Transforming ability of MEN2A-RET requires activation of the phosphatidylinositol 3-kinase/AKT signaling pathway

C Segouffin-Cariou, M Billaud
Journal of Biological Chemistry 2000 February 4, 275 (5): 3568-76
10652352
The RET gene codes for a receptor tyrosine kinase that plays a crucial role during the development of both the enteric nervous system and the kidney.

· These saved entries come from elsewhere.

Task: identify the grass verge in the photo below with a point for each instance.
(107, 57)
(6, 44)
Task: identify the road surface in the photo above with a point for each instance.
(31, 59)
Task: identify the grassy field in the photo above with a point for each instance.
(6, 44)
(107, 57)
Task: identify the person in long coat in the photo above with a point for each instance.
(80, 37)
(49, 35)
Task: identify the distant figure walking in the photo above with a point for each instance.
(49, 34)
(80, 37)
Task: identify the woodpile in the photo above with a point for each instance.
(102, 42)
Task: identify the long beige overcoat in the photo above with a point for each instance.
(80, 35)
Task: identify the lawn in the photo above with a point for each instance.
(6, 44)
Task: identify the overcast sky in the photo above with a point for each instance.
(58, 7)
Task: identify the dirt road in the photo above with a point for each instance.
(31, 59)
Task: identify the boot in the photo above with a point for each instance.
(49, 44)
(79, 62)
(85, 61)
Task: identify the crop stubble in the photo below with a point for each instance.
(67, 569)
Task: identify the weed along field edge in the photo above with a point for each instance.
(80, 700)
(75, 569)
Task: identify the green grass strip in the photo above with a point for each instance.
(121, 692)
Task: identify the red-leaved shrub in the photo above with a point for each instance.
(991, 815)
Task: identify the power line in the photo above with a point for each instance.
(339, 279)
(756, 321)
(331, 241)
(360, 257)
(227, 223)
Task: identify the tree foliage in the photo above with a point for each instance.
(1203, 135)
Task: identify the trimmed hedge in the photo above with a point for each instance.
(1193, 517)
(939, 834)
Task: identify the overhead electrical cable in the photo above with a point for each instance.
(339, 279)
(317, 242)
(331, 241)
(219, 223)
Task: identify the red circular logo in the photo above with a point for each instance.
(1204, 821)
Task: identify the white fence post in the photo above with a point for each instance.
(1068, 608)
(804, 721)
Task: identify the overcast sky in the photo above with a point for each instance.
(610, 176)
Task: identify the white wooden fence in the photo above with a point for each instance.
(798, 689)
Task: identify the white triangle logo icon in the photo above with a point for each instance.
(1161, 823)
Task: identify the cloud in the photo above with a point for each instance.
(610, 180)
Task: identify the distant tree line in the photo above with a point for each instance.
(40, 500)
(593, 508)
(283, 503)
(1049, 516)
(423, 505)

Germ line missense mutations at one of six codons specifying extracytoplasmic cysteines are responsible for two related cancer disorders as follows: multiple endocrine neoplasia type2A (MEN2A) and familial medullary thyroid carcinoma (FMTC). MEN2A and FMTC mutations result in a constitutive catalytic activity and as a consequence convert RET into a dominantly acting transforming gene. Although it has been shown that RET-MEN2 mutants activate several transduction pathways, their respective contribution to the neoplastic phenotype remains poorly understood. Over the past few years, it has become increasingly clear that the transforming ability of several viral and cellular oncoproteins depends on their capacity to activate phosphatidylinositol 3-kinase (PI3K). We now report that RET carrying a representative MEN2A mutation at Cys-634 (termed RET-MEN2A) activates PI3K and its downstream effector, the serine/threonine kinase AKT/protein kinase B. Previous studies have demonstrated that mutation of Tyr-1062, which is the intracellular docking site for Shc and Enigma on RET, abolishes the RET-MEN2A transforming activity. We provide evidence that mutation of Tyr-1062 abrogates the binding of the p85 regulatory subunit of PI3K to RET-MEN2A and the subsequent stimulation of the PI3K/AKT pathway. Furthermore, infection of rat fibroblasts with a retrovirus expressing a dominant-interfering form of PI3K suppresses RET-MEN2A-dependent transformation, whereas overexpression of AKT enhances the RET-MEN2A oncogenic potential. In summary, these data are consistent with the notion that RET-mediated cell-transforming effect is critically dependent on the activation of the PI3K/AKT pathway.